Chapitre 26



Profitant des jardins odorants, Jane poussa le landau dans l'allée en peinant à y croire.

Elle qui avait crû ne jamais pouvoir sortir de l'aile gauche du palais était enfin à l'air libre, pouvant s'offrir une bouffée d'oxygène bien mérité.

Jane ne put ignorer la beauté orientale qui se dessinait devant ses yeux chaque fois qu'elle empruntait une autre allée. C'était comme un labyrinthe tentaculaire qui livrait ses secrets dans silence apaisant. Elle pouvait entendre le bruit des ruissellements d'eau qui provenait des fontaines majestueuses.

- C'est magnifique n'est-ce pas mon petit cœur, murmura-t-elle en sortant Naya du landau pour s'asseoir sur le banc protégé par un arbre.

Son bébé était si doux qu'elle se sentait chanceuse de pouvoir profiter de chaque instant.
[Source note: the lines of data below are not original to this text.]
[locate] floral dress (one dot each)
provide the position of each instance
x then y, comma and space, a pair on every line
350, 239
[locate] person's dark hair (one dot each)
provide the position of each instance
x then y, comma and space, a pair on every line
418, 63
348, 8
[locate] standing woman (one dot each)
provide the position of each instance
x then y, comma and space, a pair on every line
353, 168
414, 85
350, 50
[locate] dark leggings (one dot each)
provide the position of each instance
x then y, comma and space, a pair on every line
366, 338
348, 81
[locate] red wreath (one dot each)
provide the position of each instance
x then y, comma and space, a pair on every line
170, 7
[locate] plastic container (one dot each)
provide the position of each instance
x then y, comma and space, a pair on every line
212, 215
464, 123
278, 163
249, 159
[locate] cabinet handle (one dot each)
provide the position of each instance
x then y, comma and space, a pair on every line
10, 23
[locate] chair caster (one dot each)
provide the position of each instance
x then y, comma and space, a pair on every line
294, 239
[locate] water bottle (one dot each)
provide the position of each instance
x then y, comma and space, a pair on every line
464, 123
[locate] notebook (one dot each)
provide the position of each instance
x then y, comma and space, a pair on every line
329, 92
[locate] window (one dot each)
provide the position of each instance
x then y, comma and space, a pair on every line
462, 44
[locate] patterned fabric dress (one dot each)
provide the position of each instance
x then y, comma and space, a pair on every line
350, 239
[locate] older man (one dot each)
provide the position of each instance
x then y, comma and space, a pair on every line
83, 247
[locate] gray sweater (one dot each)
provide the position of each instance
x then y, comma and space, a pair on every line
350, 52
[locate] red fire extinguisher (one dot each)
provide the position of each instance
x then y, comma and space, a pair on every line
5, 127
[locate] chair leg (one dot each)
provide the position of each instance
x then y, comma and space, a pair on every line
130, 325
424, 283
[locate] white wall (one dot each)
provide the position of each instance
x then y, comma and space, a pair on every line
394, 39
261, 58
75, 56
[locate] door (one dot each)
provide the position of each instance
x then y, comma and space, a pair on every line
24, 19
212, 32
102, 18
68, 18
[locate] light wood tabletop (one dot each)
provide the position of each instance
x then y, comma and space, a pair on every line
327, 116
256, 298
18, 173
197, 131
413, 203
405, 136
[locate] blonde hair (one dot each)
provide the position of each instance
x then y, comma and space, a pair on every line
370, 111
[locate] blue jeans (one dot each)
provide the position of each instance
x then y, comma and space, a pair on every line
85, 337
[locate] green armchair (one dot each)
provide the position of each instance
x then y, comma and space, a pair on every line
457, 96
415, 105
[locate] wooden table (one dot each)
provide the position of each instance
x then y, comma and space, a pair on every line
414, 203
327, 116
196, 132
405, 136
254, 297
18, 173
Sa grossesse avait pourtant été le théâtre de nombreuses crises d'angoisses et pourtant...

Naya pleurait rarement, seulement pour réclamer son sein, et paraissait sereine.
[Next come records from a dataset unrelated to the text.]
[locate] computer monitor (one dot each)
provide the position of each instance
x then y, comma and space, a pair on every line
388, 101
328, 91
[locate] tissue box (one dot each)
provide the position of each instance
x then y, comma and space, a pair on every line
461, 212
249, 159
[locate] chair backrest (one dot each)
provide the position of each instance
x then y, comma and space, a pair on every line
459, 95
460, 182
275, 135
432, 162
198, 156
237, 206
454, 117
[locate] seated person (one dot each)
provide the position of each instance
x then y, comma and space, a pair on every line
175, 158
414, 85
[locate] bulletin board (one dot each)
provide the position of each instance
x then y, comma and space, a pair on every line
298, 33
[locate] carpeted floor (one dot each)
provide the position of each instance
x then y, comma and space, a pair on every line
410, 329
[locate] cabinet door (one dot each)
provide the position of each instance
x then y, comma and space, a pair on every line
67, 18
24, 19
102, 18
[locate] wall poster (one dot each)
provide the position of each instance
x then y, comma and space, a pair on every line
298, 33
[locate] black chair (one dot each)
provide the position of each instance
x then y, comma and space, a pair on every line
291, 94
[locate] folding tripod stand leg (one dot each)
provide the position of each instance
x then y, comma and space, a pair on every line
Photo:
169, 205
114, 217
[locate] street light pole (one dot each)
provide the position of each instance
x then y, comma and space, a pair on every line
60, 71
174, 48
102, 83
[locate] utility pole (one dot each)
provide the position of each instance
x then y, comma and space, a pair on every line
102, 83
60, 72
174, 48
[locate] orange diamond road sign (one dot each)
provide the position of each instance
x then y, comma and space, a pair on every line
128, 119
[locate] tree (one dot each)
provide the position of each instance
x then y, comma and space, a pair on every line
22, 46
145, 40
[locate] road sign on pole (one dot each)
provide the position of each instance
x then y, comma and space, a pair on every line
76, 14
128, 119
- Mon bébé, chuchota-t-elle sourire aux lèvres en se balançant légèrement de gauche à droite pour la bercer.

Son cœur s'emballa, car elle se sentait observer depuis le début de cette promenade. Elle n'osait pas lever la tête vers les hauts balcons qui dominaient les jardins par leur architecture ancienne. Le cheikh était présent mais restait volontairement effacé. Et Jane savait les raisons qui le poussaient à rester dans l'ombre.

- Mademoiselle ? Vous avez besoin de quelque chose ?

Amina, l'une des dames d'Aïcha s'approcha timidement.

- Merci Amina, mais tout va bien, lui dit-elle avec un léger sourire.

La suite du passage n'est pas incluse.